In this case, waiting those 15 seconds results in one of the down replicas to become a leader (but stay down). This is the situation I'm using FORCELEADER to recover from. Instead of waiting 15 seconds, I've added some polling with wait to wake up earlier if needed, while increasing the timeout from 15s to 25s.
Can you please add some javadocs on the various test methods describing the scenario that they are test?
minor nit - can you use assertEquals when testing equality of state etc instead of assertTrue. The advantage with assertEquals is that it logs the mismatched values in the exception messages.
Used assertEquals() now.
In OverseerCollectionMessageHandler, lirPath can never be null. The lir path should probably be logged in debug rather than INFO.
Thanks for the pointer, I've removed the null check. I feel this should be INFO instead of DEBUG, so that if a user says I issued FORCELEADER but still nothing worked for him, his logs would help us understand if we ever had any LIR state which was cleared out. But, please feel free to remove it if this doesn't make sense.
minor nit - you can compare enums directly using == instead of .equals
Referring to the following, what is the thinking behind it? when can this happen? is there a test which specifically exercises this scenario? seems like this can interfere with the leader election if the leader election was taking some time?
I modified the comment text to make it more clear. This is for the situation when all replicas are (somehow, due to bug maybe?) down/recovering (but not in LIR), and there is no leader, even though many replicas are on live; I don't know if this ever happens (the LIR case happens, I know). The testAllReplicasDownNoLeader test exercises this scenario. This is more or less the scenario that you described (with one difference that there is no leader as well): Leader is not live: Replicas are live but 'down' or 'recovering' -> mark them 'active'.

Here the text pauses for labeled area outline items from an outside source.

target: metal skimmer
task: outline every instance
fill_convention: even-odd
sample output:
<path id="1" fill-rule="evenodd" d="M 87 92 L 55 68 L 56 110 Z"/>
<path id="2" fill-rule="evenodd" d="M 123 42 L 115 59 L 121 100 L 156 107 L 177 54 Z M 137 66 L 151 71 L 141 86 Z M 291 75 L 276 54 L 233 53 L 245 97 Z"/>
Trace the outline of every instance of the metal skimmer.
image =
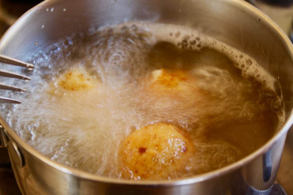
<path id="1" fill-rule="evenodd" d="M 35 66 L 32 64 L 24 62 L 0 54 L 0 62 L 2 62 L 12 65 L 22 66 L 28 68 L 32 69 Z M 30 78 L 25 75 L 14 73 L 13 72 L 0 69 L 0 76 L 15 78 L 25 80 L 30 80 Z M 18 92 L 25 92 L 26 90 L 19 88 L 14 86 L 0 82 L 0 89 L 13 90 Z M 12 98 L 0 96 L 0 103 L 20 103 L 21 101 Z"/>

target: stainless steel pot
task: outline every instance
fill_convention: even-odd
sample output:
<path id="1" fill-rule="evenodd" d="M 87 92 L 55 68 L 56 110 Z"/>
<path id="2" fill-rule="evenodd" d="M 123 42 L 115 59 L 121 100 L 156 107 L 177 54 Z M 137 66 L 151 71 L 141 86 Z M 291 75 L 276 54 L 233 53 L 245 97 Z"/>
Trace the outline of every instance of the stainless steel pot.
<path id="1" fill-rule="evenodd" d="M 199 28 L 203 33 L 250 55 L 279 80 L 286 113 L 285 123 L 265 145 L 245 158 L 220 169 L 184 179 L 135 182 L 100 177 L 51 161 L 21 140 L 2 114 L 0 118 L 2 138 L 8 148 L 23 193 L 268 193 L 275 181 L 287 131 L 293 121 L 293 47 L 274 22 L 245 2 L 47 0 L 28 11 L 8 31 L 0 42 L 0 53 L 25 61 L 37 51 L 72 32 L 85 30 L 93 26 L 132 20 Z M 20 71 L 15 68 L 15 71 Z"/>

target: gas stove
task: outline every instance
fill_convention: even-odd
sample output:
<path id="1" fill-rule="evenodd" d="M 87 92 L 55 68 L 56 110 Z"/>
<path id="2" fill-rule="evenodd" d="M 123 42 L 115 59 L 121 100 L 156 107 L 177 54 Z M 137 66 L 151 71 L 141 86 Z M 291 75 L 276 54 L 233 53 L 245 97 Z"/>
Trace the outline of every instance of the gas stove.
<path id="1" fill-rule="evenodd" d="M 265 0 L 263 0 L 264 1 Z M 276 1 L 270 0 L 272 1 Z M 291 0 L 286 0 L 285 1 Z M 40 0 L 0 0 L 0 37 L 25 11 L 42 1 Z M 291 30 L 293 11 L 290 11 L 284 7 L 276 8 L 256 0 L 247 0 L 263 10 L 275 20 L 285 32 Z M 280 12 L 284 11 L 284 14 Z M 292 11 L 292 10 L 290 11 Z M 280 17 L 285 17 L 281 18 Z M 282 23 L 279 24 L 279 21 Z M 292 35 L 293 37 L 293 35 Z M 6 148 L 1 146 L 0 139 L 0 195 L 21 195 L 14 177 Z M 289 131 L 277 177 L 277 181 L 273 187 L 270 195 L 293 195 L 293 132 Z M 287 193 L 286 194 L 286 192 Z"/>

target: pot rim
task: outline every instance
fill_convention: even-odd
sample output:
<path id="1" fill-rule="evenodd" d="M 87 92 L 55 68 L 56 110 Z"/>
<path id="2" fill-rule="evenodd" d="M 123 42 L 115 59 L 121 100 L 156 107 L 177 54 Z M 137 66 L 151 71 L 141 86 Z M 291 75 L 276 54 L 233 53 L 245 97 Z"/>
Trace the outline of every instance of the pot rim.
<path id="1" fill-rule="evenodd" d="M 230 4 L 238 7 L 241 7 L 246 11 L 247 14 L 251 15 L 256 18 L 256 19 L 260 20 L 267 25 L 271 27 L 272 30 L 274 31 L 281 41 L 286 45 L 287 51 L 289 52 L 291 59 L 293 59 L 293 45 L 287 35 L 278 27 L 277 25 L 264 13 L 257 8 L 244 1 L 239 0 L 218 0 L 226 1 Z M 57 1 L 57 0 L 45 0 L 28 11 L 9 28 L 0 39 L 0 48 L 3 47 L 6 44 L 6 39 L 10 37 L 9 34 L 13 34 L 13 32 L 17 30 L 22 25 L 22 23 L 28 20 L 30 15 L 37 11 L 40 11 L 45 7 L 48 7 L 51 2 Z M 70 174 L 75 176 L 86 180 L 91 180 L 97 182 L 108 183 L 115 184 L 123 184 L 135 185 L 144 186 L 174 186 L 187 184 L 199 182 L 220 176 L 230 173 L 241 168 L 243 165 L 248 163 L 253 159 L 263 154 L 268 150 L 272 146 L 282 135 L 287 133 L 293 123 L 293 110 L 291 111 L 288 119 L 282 126 L 279 132 L 265 145 L 240 160 L 223 167 L 207 173 L 197 175 L 194 176 L 181 179 L 171 180 L 143 180 L 134 181 L 124 179 L 115 179 L 108 177 L 100 176 L 93 173 L 88 172 L 78 169 L 72 168 L 63 164 L 53 161 L 49 158 L 42 154 L 34 149 L 17 135 L 13 130 L 6 121 L 0 115 L 0 123 L 5 130 L 9 137 L 9 139 L 12 138 L 21 148 L 24 149 L 35 157 L 50 165 L 61 171 Z"/>

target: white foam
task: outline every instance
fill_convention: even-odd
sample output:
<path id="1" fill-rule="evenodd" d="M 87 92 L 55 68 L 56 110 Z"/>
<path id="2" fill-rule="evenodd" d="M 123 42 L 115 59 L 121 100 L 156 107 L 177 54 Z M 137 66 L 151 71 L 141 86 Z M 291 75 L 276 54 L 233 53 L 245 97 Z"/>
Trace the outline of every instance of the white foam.
<path id="1" fill-rule="evenodd" d="M 36 54 L 32 59 L 35 68 L 30 81 L 17 81 L 28 92 L 11 94 L 23 103 L 8 109 L 8 123 L 22 139 L 52 160 L 111 177 L 121 176 L 117 151 L 121 141 L 133 130 L 158 122 L 196 132 L 193 141 L 202 149 L 197 155 L 200 158 L 178 177 L 199 173 L 200 167 L 208 170 L 237 160 L 241 150 L 223 140 L 209 143 L 199 137 L 211 124 L 253 117 L 251 108 L 258 103 L 243 100 L 239 92 L 251 89 L 250 83 L 235 80 L 227 71 L 206 64 L 189 71 L 201 78 L 190 84 L 211 92 L 213 100 L 205 100 L 207 96 L 196 91 L 188 97 L 158 99 L 146 92 L 147 81 L 143 78 L 154 70 L 145 58 L 159 41 L 198 50 L 212 48 L 240 65 L 238 67 L 245 71 L 243 75 L 265 80 L 274 91 L 272 77 L 249 56 L 224 43 L 184 27 L 128 23 L 74 34 Z M 61 98 L 46 93 L 48 86 L 71 67 L 85 68 L 103 84 Z"/>

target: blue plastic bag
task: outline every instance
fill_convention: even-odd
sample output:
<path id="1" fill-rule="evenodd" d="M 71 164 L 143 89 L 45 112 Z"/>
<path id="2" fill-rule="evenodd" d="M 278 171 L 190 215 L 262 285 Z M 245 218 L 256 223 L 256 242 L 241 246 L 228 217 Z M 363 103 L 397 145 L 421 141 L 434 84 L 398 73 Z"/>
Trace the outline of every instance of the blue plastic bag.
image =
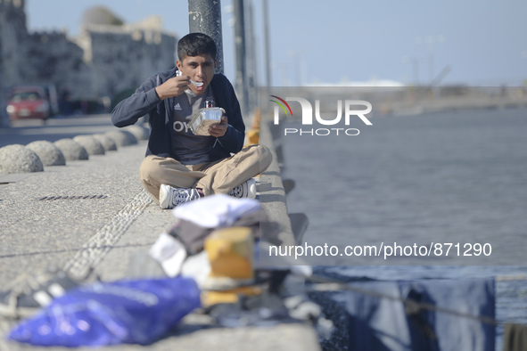
<path id="1" fill-rule="evenodd" d="M 99 282 L 69 290 L 8 338 L 39 346 L 146 345 L 201 306 L 193 279 Z"/>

As you point out, I think it can indeed interfere with any on-going leader election; my thought was that this FORCELEADER call is issued only because the leader election isn't achieving a stable leader, so force marking the queue head replica as leader is okay. But I defer to your judgement if this is fine or not, and I can remove (or you feel free to remove) that code path from the patch if you feel it is not right.